Murnane’s caution here is partly reputational arithmetic. As he has put it, the credibility cost of overclaiming compounds faster than the marketing benefit. For a public company whose name carries the letters “AI,” that is not an abstract risk. Overstate what the software does, and the first product failure under pressure becomes the story.
How Jet.AI uses AI where the value is measurable
Jet.AI gives Murnane a place to apply his own test in public. The company’s software, built when it operated as a private-aviation platform, concentrated AI on functions with a number attached: booking optimization, matching customers to the right operator, and customer communication. Its CharterGPT app and the Ava agentic booking model used natural-language processing to compress a booking process that once ran on phone calls and faxes.
Those tools handle a deliberately narrow set of jobs. Flying the airplane, vetting an operator’s safety record, and resolving a mechanical failure at midnight stay with humans and regulators. The AI sits where its prediction is cheap to measure and its errors are cheap to correct, which is exactly where Murnane argues it belongs.
From booking software to AI data center infrastructure
The most telling application of the loss-function test is the one Jet.AI is now living through. The company has moved away from running aircraft and toward building AI data center infrastructure, describing itself as a technology company focused on data center development across North America, with projects spanning more than a gigawatt of planned capacity.
The reason behind the pivot reads like a case study in Murnane’s own discipline. Jet.AI built genuine AI products, including a large language model agent for private aviation, then ran into a constraint that no amount of marketing could fix: unreliable uptime for the computational resources those products depended on, which occasionally slowed the company’s ability to serve customers. The bottleneck sat below the algorithm, in the power, land, and compute the products ran on.

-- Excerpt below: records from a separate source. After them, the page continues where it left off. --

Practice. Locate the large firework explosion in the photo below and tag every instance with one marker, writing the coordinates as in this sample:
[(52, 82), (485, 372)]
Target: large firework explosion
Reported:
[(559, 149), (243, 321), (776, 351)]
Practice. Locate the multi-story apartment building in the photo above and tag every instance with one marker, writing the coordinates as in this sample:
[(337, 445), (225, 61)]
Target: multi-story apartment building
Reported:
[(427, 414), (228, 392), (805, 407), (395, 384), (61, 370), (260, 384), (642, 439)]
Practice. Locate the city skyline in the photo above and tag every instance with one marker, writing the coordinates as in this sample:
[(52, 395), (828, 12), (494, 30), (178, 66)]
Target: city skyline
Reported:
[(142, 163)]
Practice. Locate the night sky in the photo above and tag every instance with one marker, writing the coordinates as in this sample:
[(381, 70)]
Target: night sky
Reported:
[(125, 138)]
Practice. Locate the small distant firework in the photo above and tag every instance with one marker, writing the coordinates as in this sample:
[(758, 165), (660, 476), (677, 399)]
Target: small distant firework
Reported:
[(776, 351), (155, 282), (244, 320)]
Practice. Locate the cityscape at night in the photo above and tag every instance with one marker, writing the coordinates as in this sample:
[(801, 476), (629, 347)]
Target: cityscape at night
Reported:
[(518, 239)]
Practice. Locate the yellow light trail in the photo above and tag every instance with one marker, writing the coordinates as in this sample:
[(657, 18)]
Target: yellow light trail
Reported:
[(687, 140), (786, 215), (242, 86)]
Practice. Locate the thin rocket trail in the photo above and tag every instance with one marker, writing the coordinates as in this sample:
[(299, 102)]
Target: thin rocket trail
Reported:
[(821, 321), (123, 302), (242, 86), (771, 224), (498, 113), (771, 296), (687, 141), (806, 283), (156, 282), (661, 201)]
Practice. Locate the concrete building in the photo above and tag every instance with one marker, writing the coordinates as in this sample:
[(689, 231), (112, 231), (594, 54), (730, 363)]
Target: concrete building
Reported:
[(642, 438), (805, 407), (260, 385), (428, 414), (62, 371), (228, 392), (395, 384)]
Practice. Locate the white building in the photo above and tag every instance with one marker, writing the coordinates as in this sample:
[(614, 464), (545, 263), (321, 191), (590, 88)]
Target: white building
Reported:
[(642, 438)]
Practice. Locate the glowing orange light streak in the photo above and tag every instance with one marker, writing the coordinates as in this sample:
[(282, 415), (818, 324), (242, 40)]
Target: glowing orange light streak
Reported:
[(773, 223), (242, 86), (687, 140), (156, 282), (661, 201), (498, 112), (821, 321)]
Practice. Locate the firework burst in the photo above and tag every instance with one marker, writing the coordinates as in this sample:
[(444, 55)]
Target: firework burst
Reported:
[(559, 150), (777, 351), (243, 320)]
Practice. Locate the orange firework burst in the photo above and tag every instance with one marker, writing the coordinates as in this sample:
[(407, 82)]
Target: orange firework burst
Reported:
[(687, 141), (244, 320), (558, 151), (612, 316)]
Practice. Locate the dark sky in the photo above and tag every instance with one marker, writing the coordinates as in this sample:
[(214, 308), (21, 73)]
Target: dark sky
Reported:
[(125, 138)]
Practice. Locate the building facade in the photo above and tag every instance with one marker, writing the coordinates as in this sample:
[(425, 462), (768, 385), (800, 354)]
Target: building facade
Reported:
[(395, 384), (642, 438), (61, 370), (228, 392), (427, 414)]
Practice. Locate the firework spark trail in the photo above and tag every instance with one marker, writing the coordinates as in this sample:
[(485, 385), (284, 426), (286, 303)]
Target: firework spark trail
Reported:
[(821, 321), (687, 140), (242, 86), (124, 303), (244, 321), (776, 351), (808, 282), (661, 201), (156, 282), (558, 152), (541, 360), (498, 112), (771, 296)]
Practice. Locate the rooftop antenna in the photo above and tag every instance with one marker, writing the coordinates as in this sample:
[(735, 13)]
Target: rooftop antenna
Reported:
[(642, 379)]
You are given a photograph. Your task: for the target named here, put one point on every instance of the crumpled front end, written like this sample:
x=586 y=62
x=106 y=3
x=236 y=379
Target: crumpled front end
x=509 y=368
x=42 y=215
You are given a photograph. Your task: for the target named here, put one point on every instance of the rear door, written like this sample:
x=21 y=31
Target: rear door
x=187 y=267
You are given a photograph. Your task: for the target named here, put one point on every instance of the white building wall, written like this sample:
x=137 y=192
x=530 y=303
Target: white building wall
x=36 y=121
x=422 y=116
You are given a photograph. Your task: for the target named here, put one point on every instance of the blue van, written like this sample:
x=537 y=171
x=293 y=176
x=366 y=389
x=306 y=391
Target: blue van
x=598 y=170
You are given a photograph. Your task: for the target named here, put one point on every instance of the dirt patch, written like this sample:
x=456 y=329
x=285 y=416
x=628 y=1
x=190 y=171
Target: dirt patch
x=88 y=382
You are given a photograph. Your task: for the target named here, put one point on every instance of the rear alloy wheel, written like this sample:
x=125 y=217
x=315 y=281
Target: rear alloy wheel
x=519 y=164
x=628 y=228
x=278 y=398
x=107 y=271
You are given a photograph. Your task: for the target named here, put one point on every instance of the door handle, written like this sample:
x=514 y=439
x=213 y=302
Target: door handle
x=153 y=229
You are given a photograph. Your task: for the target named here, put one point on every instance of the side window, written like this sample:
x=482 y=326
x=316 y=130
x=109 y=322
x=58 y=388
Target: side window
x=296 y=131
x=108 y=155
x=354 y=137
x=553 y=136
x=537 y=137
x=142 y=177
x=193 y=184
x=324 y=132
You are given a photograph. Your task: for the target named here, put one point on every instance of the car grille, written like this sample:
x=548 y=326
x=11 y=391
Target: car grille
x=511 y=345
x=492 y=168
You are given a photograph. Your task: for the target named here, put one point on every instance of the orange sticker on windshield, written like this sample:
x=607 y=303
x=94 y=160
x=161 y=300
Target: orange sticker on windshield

So the company went after the bottleneck. Based in Las Vegas, with access to land, solar power, and natural gas, Jet.AI signed a letter of intent for a 50-megawatt project on a 120-acre campus with room to scale toward a full gigawatt. The framing Executive Chairman Mike Winston used was almost a rebuke of the category’s usual rhetoric: the move “isn’t a flashy move, but it’s a smart one,” because data centers are “the bedrock of the AI economy” and create value that is “tangible, stable, and meaningful.”
That is the loss-function test pointed at infrastructure rather than software. The prediction is straightforward: compute demand keeps climbing, and the assets that supply it earn against it. The error is measurable in megawatts delivered and uptime maintained. There is a number on both sides.
Why the loss-function test travels
Murnane’s filter works because it is industry-agnostic. It ignores whether a technology looks impressive and asks instead whether anyone can state what the system is optimizing and check the result against reality.
That discipline is the through-line of his career, from pricing aircraft assets at global carriers to evaluating a data center SPAC. The same question that exposes a relabeled regression model also exposes an overhyped acquisition target. In both cases, the executive who can describe the objective function is operating from evidence. The one reaching for “smarter” and “seamless” is operating from hope.
For a sector where roughly every company now claims an AI strategy, the value of a one-question screen is that it is fast and hard to fake. Name the prediction. Name the loss function. If those two answers are specific, the technology is likely doing real work. If they dissolve into adjectives, the only thing being optimized is the marketing.